The Attempt at a Solution

[/B]
From $\beta = tanh(\psi)$:
$\psi=arctg(\beta) = \ln\sqrt{\frac{1+\beta}{1-\beta}}$
$e^{-\psi} = \sqrt{\frac{1-\beta}{1+\beta}}$
I think i have to show that the two matrices ($\Lambda$ and $e^{-\Omega}$) are the same, but i can't understand why there are zeros on the diagonal. For the two first zeros on the diagonal $cosh(\psi)=0$, so $\psi = \frac \pi 2$.
I think there's an error somewhere, because with the previous formulas it turns out that $\beta = 1$ and $v=c$.

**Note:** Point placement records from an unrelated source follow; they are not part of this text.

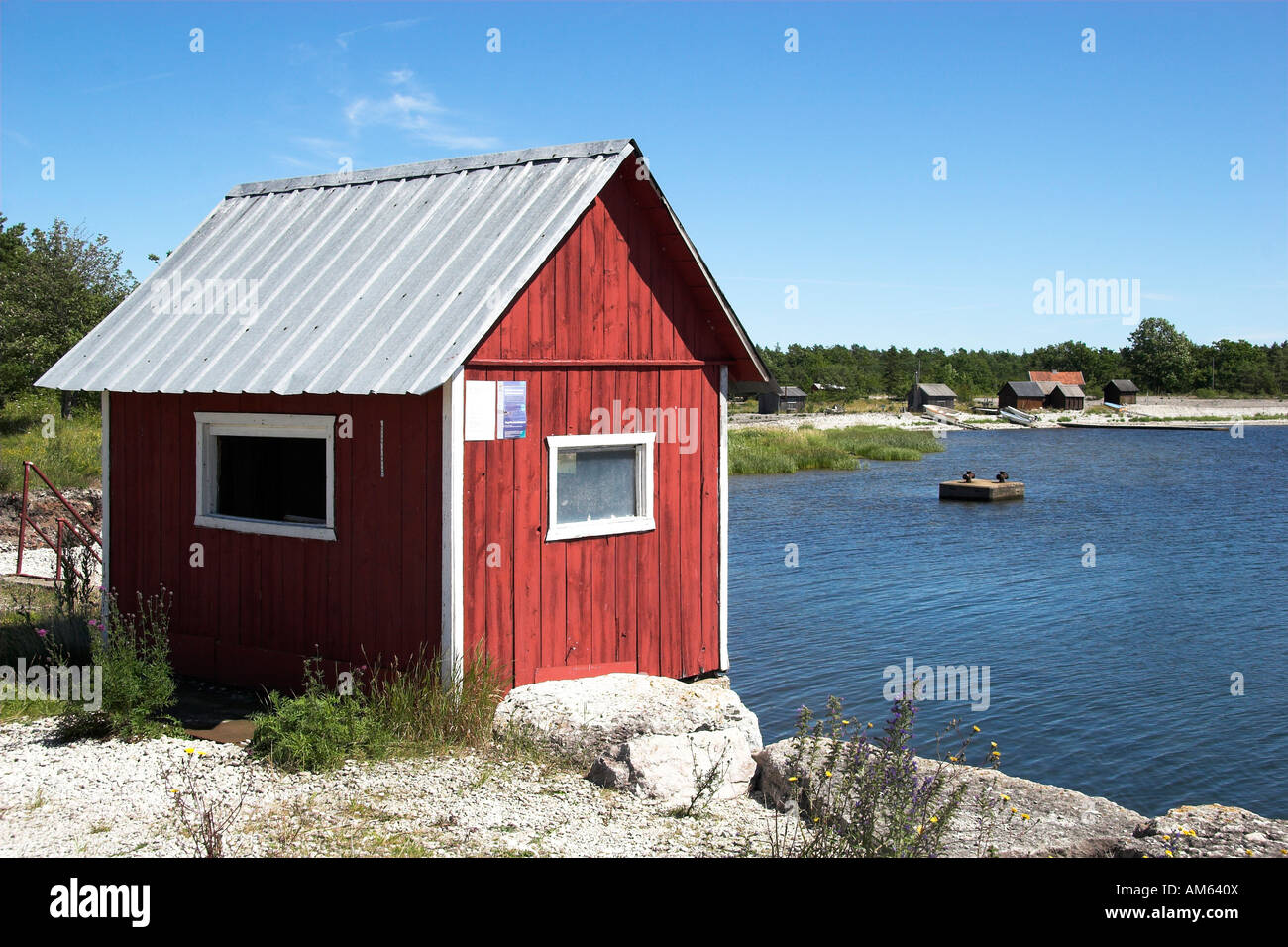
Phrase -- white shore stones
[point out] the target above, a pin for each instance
(112, 799)
(656, 738)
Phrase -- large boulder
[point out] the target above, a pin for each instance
(653, 737)
(1059, 821)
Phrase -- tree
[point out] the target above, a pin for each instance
(1160, 356)
(56, 287)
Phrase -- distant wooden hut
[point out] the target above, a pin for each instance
(938, 395)
(1022, 395)
(1060, 377)
(1067, 398)
(1121, 392)
(789, 399)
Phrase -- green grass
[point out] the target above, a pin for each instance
(69, 458)
(397, 710)
(782, 450)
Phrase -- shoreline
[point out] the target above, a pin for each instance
(1150, 412)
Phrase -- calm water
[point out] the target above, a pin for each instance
(1113, 681)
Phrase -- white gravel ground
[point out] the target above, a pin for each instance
(114, 799)
(39, 562)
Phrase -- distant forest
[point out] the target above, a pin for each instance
(1158, 357)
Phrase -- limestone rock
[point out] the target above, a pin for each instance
(688, 768)
(653, 737)
(1060, 822)
(588, 715)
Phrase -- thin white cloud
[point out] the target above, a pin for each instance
(415, 111)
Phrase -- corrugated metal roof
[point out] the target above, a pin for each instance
(935, 390)
(1026, 389)
(365, 282)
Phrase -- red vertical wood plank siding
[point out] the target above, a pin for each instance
(262, 603)
(617, 289)
(610, 291)
(554, 556)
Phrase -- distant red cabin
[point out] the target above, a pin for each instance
(471, 405)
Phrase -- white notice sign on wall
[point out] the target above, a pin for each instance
(481, 410)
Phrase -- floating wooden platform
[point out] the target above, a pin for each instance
(986, 491)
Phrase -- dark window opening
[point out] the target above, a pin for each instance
(275, 478)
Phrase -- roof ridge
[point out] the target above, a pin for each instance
(429, 169)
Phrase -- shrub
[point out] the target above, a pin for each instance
(780, 450)
(862, 796)
(400, 709)
(423, 715)
(318, 728)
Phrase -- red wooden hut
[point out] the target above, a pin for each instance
(475, 405)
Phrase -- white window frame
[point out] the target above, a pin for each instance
(215, 424)
(642, 522)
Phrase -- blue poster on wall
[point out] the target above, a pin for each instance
(511, 407)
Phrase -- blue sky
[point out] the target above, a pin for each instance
(809, 169)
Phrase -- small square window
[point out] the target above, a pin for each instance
(600, 484)
(267, 474)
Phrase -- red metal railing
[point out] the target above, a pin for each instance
(64, 527)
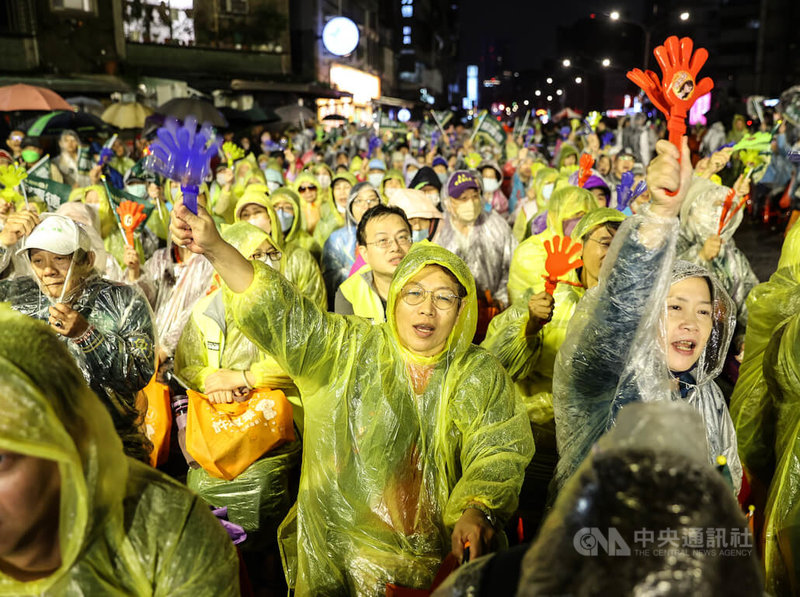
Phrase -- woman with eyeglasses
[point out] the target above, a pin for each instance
(306, 186)
(215, 357)
(415, 443)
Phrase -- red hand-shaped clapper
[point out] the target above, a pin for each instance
(678, 88)
(558, 261)
(585, 170)
(131, 215)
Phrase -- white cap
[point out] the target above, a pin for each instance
(57, 234)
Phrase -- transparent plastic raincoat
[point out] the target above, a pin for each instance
(765, 411)
(297, 234)
(297, 264)
(115, 354)
(173, 287)
(124, 527)
(528, 209)
(259, 498)
(487, 249)
(700, 215)
(660, 507)
(613, 354)
(527, 265)
(339, 252)
(387, 470)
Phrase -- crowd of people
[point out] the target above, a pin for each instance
(357, 355)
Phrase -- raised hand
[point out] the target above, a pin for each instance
(558, 263)
(131, 216)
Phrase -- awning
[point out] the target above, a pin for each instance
(72, 84)
(299, 88)
(394, 102)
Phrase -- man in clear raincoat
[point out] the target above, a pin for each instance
(107, 327)
(78, 516)
(415, 442)
(622, 344)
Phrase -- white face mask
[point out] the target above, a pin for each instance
(490, 185)
(467, 211)
(375, 180)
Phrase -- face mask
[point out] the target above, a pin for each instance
(490, 185)
(467, 211)
(30, 155)
(137, 190)
(286, 219)
(419, 235)
(259, 221)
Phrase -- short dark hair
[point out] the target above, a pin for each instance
(379, 211)
(611, 228)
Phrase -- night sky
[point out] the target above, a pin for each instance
(529, 27)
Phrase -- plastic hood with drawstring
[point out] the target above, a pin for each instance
(297, 264)
(700, 214)
(613, 353)
(487, 248)
(339, 252)
(387, 469)
(124, 528)
(115, 355)
(766, 414)
(297, 234)
(528, 264)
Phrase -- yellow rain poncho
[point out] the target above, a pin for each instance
(527, 265)
(297, 264)
(766, 414)
(312, 212)
(259, 498)
(387, 471)
(297, 234)
(125, 528)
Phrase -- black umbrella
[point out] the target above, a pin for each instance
(202, 110)
(83, 123)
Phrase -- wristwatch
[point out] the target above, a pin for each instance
(487, 513)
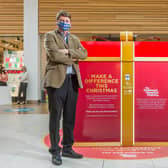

To be honest, i can't find the right way to solve the problem, maybe it's just algebra? Can you please give me a hint? Thank you!

 

[PeroK]

What is the definition of $e^{\Omega}$?

Can you calculate $\Omega^n$?

 

[fineTuner]

$\Omega^n$ can be obtained multiplying the matrix n times. I underestimated the definition of $e^{\Omega}$, i guess i can't obtain it taking the exponential of each element... now I'm reading the definition on wikipedia.

 

[nrqed]

$\Omega^n$ can be obtained multiplying the matrix n times. I underestimated the definition of $e^{\Omega}$, i guess i can't obtain it taking the exponential of each element... now I'm reading the definition on wikipedia.

The exponential of a matrix is defined as in quantum mechanics, through its Taylor expansion (here around $\psi=0$).

 

[robphy]

Here's a variation of this problem:
https://www.wolframalpha.com/input/...)+{{0,-q},{q,0}}^2/(2!)+{{0,-q},{q,0}}^3/(3!)
Note the pattern of powers of the given matrix, before combining terms.